You know, stuff we've had for years, that you can knock up a homemade antenna in about five minutes and have something that can kick a few milliwatts up and over 100km?

I think this is just a solution looking for a problem.

TWEET HER

[nullchar]

Which HER am I supposed to TWEET?

Wireless Conversation Starter and Bossiness Prize

[Deliveranc3]

Exec Sum: Wifi VOIP provider wants more wifi discussion, offers prize to OSS OS devs Android

General Interest: 802.11i and 802.11s? Sliced Bread? Too power intensive? Conspiracy theories?

Technocrats: We want x frequencies and why, what comes after i/s, why switching is bad compared to standard cell, why power consumption is bad compared to standard cell, why we don't get two radios/frequency changing radios etc. Who knows, (I love slashdot).

Legal Beagles/ idealists who avoided this discussion because wifi is passe/insecure: Sharing Wifi, why not? QOS emergency servies, email, voip?Hilarious anecdotes about public resource abuse from the right (that guy in the library!)

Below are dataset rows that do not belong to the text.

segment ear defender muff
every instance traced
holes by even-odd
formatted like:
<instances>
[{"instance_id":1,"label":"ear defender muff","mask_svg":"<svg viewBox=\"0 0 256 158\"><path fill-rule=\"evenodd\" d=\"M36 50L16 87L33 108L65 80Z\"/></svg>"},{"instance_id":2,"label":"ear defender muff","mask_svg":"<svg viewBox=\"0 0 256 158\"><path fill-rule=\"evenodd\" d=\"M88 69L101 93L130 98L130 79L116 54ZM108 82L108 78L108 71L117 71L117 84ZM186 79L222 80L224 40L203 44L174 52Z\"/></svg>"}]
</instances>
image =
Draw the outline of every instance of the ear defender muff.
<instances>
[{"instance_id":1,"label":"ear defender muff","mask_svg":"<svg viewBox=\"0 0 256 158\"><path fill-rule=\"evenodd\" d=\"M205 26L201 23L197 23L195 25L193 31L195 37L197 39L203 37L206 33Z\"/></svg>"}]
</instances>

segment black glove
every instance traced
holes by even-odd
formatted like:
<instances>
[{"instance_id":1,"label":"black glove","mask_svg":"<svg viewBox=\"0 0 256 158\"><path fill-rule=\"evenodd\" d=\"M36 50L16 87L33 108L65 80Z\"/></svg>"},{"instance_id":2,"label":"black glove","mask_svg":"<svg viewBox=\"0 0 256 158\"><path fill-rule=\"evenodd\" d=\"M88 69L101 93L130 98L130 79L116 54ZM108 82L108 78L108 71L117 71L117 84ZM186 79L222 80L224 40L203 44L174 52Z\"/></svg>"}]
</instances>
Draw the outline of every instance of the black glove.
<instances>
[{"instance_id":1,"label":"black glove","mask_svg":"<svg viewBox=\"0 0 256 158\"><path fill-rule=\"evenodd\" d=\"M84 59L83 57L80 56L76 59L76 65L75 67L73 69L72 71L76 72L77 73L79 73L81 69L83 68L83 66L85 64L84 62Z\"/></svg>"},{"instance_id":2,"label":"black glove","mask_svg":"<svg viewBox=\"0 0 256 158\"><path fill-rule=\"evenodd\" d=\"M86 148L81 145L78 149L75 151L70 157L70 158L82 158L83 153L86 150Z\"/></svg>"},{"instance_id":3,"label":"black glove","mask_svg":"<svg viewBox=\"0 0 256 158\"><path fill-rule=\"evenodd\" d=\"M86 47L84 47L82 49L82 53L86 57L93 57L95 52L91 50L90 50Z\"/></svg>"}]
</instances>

CONTEST!!!! WTB new OSS OS for Chinese model phone, send me a message for Quality of Phone Standard(6 Inch Dual Core) VS Ultra Hotness (Oooo baby!)... then compile OS with 1-2 features I'd like to see (security/rom flexibility + volume button song change [Just LOVE that feature])... plus a look at what's cooking in the scene get $$$.... well $$ + .5$.

Cheers Slashdot, these are the glory days of Wifi when everyone thinks it's solved and the real solution can happen!

Nice atmospheric window, but rainfade KILLS

[Muad'Dave]

I always post to the wrong duplicate article! ~sarcasm

From my other post:

According to line 'A' on this graph, the atmospheric absorption at 95-100 GHz is fairly low, but this graph shows that rainfade is an absolute killer. Light rain contributes 1 dB/km, which amounts to losing 20.6% of your signal per km. After 10km, you're under 1% of your original signal.

Somewhere between medium and heavy rain you cross the 10 dB/km line - you lose 90% of your signal per km. That ventures into 'unusable' territory very quickly.